No. 20. -- Washington. -- this company was organized on June 25, 1792, and first located in Greenwich Street, at what used to be called the new Albany Pier. Among its first members were the following: Jacob Abrams, William Barton, Peter Black, Daniel Burges, John Dawson, John Ellsworth, Abraham Labagh, Michael Lavrere, William Post, Moses Roff, Thomas Smith, Isaac J. Stagg, Isaac Torboss, Paul Vandewater, Peter Van Houten, George Walgrave, Joseph Webb, George Smith, William Alburtis, Alexander Campbell, Abraham Rich, Henry Ridabock, Arthur Smith, Jacob Berry, Amaziah Dusenburg, John Evans, Benjamin Everston, Anthony Glean, Elias Hatfield. Also Edmund Livingston, Thomas Rich, Thomas Taylor, Joseph Thompson, Cornell Compton, David Covert, John Day, John Evans, Isaac Little, Geo.
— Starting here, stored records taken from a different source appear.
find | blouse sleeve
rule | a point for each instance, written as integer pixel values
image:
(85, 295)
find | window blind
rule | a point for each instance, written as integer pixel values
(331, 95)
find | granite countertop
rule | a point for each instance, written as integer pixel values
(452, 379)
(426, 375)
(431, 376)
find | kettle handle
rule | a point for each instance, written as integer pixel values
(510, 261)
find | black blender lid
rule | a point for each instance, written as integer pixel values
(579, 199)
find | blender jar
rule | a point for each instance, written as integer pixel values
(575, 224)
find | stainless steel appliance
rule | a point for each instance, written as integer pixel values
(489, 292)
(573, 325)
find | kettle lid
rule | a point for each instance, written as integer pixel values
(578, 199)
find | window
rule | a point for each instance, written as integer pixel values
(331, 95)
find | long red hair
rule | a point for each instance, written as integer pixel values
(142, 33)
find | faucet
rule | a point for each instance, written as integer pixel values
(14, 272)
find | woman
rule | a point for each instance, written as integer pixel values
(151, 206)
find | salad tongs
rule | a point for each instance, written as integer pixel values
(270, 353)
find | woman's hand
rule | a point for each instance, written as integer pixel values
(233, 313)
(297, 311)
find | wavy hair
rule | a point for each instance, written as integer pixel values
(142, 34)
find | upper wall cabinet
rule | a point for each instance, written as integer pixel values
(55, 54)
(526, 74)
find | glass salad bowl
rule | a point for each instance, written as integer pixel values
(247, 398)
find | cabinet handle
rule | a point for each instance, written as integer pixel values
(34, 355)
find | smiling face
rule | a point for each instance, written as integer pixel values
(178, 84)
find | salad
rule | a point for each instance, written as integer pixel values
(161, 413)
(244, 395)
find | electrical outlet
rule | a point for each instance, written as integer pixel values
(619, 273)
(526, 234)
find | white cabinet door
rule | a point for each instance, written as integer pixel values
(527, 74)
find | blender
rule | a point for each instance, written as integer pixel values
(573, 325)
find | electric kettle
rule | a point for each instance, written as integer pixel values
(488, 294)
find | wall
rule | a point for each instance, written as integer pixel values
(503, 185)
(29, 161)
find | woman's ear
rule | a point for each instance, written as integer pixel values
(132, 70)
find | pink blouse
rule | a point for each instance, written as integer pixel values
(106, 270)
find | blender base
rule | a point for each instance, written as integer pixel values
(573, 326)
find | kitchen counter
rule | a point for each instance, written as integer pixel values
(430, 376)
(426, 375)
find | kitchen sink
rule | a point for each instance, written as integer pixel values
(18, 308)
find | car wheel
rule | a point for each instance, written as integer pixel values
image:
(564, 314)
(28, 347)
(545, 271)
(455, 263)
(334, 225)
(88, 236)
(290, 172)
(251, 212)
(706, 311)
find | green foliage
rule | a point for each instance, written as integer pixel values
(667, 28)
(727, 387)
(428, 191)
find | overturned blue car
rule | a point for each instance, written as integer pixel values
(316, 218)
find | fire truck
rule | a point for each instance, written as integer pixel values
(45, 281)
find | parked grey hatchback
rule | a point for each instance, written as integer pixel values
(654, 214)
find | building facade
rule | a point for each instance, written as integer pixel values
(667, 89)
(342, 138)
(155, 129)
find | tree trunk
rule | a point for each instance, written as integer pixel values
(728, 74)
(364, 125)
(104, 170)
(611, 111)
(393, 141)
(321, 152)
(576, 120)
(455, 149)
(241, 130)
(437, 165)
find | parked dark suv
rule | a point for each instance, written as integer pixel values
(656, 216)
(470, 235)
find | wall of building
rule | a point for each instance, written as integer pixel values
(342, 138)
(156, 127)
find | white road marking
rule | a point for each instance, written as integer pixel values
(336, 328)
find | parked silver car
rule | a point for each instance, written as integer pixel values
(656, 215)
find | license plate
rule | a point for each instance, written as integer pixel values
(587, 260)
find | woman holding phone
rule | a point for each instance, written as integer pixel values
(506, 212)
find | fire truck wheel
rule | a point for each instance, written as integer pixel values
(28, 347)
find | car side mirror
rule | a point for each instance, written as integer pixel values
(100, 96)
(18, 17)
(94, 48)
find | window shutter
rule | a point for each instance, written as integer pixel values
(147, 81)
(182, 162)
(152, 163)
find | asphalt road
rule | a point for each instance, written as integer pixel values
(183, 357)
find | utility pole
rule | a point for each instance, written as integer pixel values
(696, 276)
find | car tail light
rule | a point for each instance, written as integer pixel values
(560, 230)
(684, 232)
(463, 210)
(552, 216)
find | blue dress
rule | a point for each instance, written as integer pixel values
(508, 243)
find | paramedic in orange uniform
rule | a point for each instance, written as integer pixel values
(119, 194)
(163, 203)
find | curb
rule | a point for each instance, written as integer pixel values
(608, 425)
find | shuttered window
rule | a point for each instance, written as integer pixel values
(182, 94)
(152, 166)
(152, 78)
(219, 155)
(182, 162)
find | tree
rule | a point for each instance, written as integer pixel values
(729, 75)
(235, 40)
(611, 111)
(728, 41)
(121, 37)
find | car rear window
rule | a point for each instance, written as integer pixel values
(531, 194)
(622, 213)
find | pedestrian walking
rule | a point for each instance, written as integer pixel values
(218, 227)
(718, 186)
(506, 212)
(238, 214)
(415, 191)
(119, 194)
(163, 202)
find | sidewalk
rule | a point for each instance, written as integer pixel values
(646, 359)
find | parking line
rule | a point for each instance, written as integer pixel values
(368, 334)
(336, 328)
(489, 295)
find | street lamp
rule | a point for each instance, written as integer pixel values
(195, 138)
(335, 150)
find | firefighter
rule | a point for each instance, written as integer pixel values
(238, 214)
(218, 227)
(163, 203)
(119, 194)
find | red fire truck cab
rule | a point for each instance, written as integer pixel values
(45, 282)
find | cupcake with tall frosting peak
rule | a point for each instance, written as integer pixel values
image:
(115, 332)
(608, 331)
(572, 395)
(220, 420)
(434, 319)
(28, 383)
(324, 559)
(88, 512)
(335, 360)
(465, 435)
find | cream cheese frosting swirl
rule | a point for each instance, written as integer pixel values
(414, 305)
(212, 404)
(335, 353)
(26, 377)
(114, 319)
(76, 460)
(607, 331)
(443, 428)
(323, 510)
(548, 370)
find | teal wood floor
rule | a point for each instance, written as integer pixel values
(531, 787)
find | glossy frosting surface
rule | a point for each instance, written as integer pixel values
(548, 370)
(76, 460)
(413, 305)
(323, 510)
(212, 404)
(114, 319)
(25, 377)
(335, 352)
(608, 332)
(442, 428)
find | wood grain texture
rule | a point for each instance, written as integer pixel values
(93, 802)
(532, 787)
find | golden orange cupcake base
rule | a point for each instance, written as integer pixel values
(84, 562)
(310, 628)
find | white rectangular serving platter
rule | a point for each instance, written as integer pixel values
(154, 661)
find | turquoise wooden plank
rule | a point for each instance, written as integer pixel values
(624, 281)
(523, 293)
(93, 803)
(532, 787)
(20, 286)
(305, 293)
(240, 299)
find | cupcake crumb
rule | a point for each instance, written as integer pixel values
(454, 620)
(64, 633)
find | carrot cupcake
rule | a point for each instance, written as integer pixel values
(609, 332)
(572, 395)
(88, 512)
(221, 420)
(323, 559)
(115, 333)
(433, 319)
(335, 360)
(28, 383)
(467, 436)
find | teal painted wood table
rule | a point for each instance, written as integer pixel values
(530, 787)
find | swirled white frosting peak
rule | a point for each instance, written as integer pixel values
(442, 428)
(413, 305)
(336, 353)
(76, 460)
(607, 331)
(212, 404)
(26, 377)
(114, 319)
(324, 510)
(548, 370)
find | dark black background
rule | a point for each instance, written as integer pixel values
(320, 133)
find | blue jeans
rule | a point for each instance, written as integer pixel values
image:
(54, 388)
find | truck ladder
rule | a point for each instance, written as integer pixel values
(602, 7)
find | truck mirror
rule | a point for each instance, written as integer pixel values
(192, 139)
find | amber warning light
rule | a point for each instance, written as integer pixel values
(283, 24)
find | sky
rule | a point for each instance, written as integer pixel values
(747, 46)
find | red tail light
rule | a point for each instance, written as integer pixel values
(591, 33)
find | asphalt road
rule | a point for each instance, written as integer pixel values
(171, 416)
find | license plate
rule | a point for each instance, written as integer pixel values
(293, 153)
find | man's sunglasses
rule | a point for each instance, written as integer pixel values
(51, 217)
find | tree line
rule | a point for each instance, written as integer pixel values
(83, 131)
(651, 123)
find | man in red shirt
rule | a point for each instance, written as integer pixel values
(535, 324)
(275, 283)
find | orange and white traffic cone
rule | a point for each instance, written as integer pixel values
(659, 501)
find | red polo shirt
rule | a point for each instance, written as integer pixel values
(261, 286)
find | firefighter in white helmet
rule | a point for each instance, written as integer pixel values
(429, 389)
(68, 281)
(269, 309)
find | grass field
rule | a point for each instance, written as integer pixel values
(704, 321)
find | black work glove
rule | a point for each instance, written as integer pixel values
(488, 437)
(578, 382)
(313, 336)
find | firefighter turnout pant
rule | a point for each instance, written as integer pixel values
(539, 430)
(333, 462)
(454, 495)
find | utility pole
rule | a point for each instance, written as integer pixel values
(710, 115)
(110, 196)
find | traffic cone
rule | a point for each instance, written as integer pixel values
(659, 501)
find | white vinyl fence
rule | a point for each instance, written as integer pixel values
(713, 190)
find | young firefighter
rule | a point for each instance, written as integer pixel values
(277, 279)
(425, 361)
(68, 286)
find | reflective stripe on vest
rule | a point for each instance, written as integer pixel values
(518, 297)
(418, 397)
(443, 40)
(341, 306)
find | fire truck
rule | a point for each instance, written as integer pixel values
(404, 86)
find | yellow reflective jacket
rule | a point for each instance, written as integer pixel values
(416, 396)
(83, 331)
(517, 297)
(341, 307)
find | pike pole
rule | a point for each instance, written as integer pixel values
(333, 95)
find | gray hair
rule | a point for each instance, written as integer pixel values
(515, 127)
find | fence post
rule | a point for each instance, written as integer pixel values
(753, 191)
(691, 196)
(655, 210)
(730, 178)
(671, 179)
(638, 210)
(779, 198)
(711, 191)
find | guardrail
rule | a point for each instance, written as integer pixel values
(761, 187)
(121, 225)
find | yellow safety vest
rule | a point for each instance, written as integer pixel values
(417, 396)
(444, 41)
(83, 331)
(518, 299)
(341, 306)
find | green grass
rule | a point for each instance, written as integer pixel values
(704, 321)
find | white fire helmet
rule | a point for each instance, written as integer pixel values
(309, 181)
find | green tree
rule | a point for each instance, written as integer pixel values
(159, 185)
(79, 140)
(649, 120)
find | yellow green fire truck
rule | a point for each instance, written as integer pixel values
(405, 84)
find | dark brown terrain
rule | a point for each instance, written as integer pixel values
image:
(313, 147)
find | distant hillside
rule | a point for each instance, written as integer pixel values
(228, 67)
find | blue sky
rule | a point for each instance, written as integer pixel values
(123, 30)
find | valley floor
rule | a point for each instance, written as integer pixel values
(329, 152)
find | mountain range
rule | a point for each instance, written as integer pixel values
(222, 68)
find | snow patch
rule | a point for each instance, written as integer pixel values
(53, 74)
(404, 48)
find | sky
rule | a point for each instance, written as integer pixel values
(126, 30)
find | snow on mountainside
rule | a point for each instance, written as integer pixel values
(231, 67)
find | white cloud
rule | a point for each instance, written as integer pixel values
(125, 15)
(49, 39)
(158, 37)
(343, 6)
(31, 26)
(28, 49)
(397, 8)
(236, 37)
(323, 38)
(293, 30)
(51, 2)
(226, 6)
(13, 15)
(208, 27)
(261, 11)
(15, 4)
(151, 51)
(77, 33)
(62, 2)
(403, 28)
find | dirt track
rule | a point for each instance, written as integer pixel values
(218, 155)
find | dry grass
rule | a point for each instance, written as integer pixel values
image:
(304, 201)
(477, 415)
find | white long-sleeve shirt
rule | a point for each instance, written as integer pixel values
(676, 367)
Lord, Geo. Smith, Paul Vandevoort, Stephen Callow, John Disbrow, Nevington Greenard, Henry J. Kip, John J. Labagh, David Pullis, John Webb, Jacob Crigier, Louis Decker, Benjamin J. Hendrickson, Gilbert B. Mott, Luke Torboss, William J. Van Allen, Peter Aymar, Peter Ely, William Timpson, William Guest, William McKinney, Samuel Ward, Garrett Cosine, and Allen Frost, Thomas Chisholm, Jac. Cram, Reuben Knapp, Robert Gordon, Charles O'Neil, Samuel G. Pearsall and John M. Reed, Wm. Brown, Thomas Rose, Jacob Day, Thomas Joralemon, Richard Ryan, Robert Stewart, John Tallman, Henry Banker, Peter Bushes, William Cooper, and Henry Buckle, William Torboss, William Bull, William Butler, William Blakely, James Durbrow, John Guest, Peter Aymar, Thomas Ronalds, Alex. Wiley, Thos. Hopper, Peter Wilson, Thos. Kidney, B. Sanford, Robert Wiley.
In 1813 the company was located "at the Albany Basin;" in 1832, at 126 Cedar Street; in 1846, at 3 Temple Street; after 1861, at 100 Cedar Street. The company was disbanded in 1865.